Every blog must have a “lets get started” post, so I’d like to take this opportunity to introduce myself, how I got to work in large scale-out SQL server environments, introduce SQL Farms and… maybe more.
I live in a Washington DC. Dupont Circle to be exact. In my apartment you will find a good size TV (not sure why… never have time to watch it…), a Harman Kardon sounds system (strongly recommended), and… a rack of servers running over 200 SQL Server instances. Yes. I am a certified nerd. And proud of it. From early dawn till late night hours I live and breath SQL Server. Having a rack and a cooling system at home is excellent for hot summer days, when it snows out, or at any other time when one is too lazy to go to the office.
Before SQL Farms, I worked as a database architect in the largest data center in Symantec. Tracking back a little… I started working with SQL Server in the late 90s. Did some work with 6.5 and 7, however dove in much more seriously in early 2000. My friends have just started a small company by the name of Riptech and were looking for help with SQL Server. Riptech was the first company to define the managed security services (MSS) space. To date, over 5 years after the Symantec acquisition, the data center we built there remains by far the leader in MSS. We started by loading information from customer networks to our databases. One customer… two customers… quickly became hundreds. In view of the load and the increasing volume of data we started utilizing more SQL Servers. Today it is known as “scaling-out”.
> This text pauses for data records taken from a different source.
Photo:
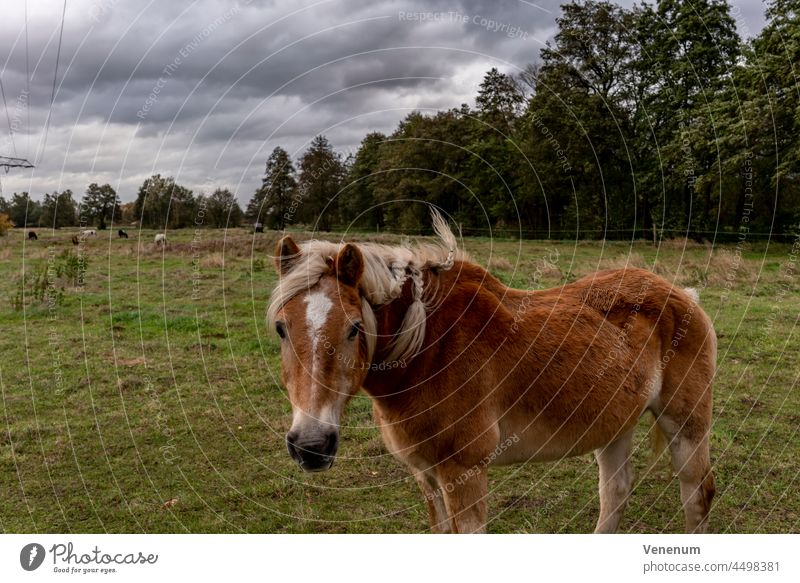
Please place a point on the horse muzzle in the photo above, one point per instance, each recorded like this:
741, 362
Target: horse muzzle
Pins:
313, 453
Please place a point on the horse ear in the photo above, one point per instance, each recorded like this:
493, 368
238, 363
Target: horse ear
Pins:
286, 253
349, 264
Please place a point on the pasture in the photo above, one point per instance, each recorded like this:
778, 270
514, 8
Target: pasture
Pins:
143, 394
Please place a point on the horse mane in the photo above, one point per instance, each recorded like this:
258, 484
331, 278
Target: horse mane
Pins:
387, 268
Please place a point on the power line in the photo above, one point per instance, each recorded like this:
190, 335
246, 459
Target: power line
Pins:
8, 162
55, 78
8, 117
28, 79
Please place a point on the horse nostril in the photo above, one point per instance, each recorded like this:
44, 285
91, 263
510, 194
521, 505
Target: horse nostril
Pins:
331, 444
291, 439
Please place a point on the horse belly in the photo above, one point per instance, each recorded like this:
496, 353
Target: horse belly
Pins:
527, 436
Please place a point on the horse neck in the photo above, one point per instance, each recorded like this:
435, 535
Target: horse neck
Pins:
442, 288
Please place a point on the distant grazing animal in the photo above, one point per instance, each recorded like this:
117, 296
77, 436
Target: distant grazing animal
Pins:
465, 372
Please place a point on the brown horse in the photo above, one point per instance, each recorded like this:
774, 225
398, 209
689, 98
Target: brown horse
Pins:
465, 372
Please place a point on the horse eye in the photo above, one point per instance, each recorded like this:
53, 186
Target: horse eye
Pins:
354, 330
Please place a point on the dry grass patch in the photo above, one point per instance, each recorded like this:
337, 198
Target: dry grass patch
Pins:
498, 263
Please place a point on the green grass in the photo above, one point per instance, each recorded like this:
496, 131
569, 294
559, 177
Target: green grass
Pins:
149, 400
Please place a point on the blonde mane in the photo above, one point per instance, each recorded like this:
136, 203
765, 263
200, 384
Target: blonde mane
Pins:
386, 270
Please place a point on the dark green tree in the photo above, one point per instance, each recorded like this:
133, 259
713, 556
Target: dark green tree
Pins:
358, 194
23, 210
162, 203
220, 209
321, 178
100, 204
272, 202
58, 210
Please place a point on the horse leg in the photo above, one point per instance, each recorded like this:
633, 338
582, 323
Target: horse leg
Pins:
691, 460
616, 480
434, 498
465, 490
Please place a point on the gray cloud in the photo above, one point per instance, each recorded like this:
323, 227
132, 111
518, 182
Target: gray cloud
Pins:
204, 89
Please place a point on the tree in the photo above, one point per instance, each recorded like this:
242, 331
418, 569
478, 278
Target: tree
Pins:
358, 193
321, 177
5, 224
58, 210
162, 203
690, 48
272, 201
499, 99
23, 211
221, 209
576, 125
100, 204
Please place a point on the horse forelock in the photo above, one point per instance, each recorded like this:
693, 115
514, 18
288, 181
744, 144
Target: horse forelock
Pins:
387, 268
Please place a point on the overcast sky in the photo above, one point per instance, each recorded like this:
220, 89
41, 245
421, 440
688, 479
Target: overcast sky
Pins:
204, 90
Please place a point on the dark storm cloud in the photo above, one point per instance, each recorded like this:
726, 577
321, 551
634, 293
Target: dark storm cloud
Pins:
204, 89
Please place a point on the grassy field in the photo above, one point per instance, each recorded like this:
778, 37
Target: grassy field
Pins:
147, 398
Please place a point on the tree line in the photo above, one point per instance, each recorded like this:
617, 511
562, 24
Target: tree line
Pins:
655, 120
160, 204
651, 119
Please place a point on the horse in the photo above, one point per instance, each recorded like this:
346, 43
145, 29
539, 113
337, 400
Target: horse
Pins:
464, 372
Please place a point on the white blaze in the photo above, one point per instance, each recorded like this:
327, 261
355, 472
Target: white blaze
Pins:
317, 307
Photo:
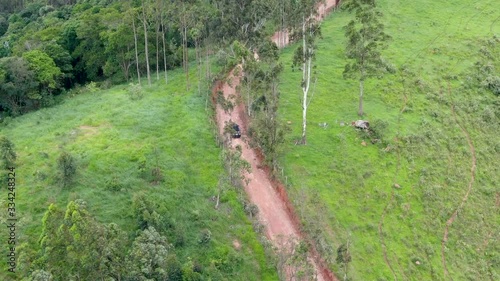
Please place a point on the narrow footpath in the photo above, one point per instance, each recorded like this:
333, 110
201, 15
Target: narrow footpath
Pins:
275, 210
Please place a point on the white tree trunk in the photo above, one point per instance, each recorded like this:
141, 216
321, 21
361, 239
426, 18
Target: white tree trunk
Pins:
306, 79
146, 50
361, 92
136, 52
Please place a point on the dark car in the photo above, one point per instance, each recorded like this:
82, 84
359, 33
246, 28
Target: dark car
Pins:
236, 131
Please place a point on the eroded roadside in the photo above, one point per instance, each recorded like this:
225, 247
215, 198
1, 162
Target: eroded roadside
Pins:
276, 213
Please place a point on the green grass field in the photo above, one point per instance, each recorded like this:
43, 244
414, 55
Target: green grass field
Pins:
110, 136
345, 191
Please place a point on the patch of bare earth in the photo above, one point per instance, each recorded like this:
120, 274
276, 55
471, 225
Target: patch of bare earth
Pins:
275, 210
450, 221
Symantec picked us up in 2002. My dear friend and the founder of Riptech, Amit Yoran, left the company to become the cyber-zar - the head of the cyber security division at DHS. Other friends (including myself) stayed in Symantec to continue building the vision. With Symantec’s sales force, we quickly had customers with thousands of firewalls in their networks. For us - this meant that we were sometimes loading over 1TB of customer data per database per day. As a result, we quickly had to become experts in both scale-out and scale-up related issues.
The data center is still running today and is loading more and more data daily. When we left in 2005, the data center was running very efficiently with minimal issues. This was pretty challenging in view of the fact that thousands of web-users can see and filter/search rows and records in real-time, from VLDB tables containing hundreds of millions to billions of rows. This probably sounds easy when talking about data warehouses. But unlike warehouses (which completely operate offline and performance is hardly an issue) - try doing it with relational databases when you have the CIO of a fortune 500 company on the other end of phone, complaining that row-mining takes more than 3 seconds…
Anyways… I’m starting to loose focus… To make a long story short, whether we liked it or not, we had to become proficient with pretty much every bit and piece of SQL Server in order to ensure that the data center works well. We gained tons of hands-on experience with issues that Microsoft customer support never knew about. After 7 years of working in such large data centers, we decided to build SQL Farms in order to help companies that utilize many SQL Servers with turn-key or agile solutions to handle common large-scale issues.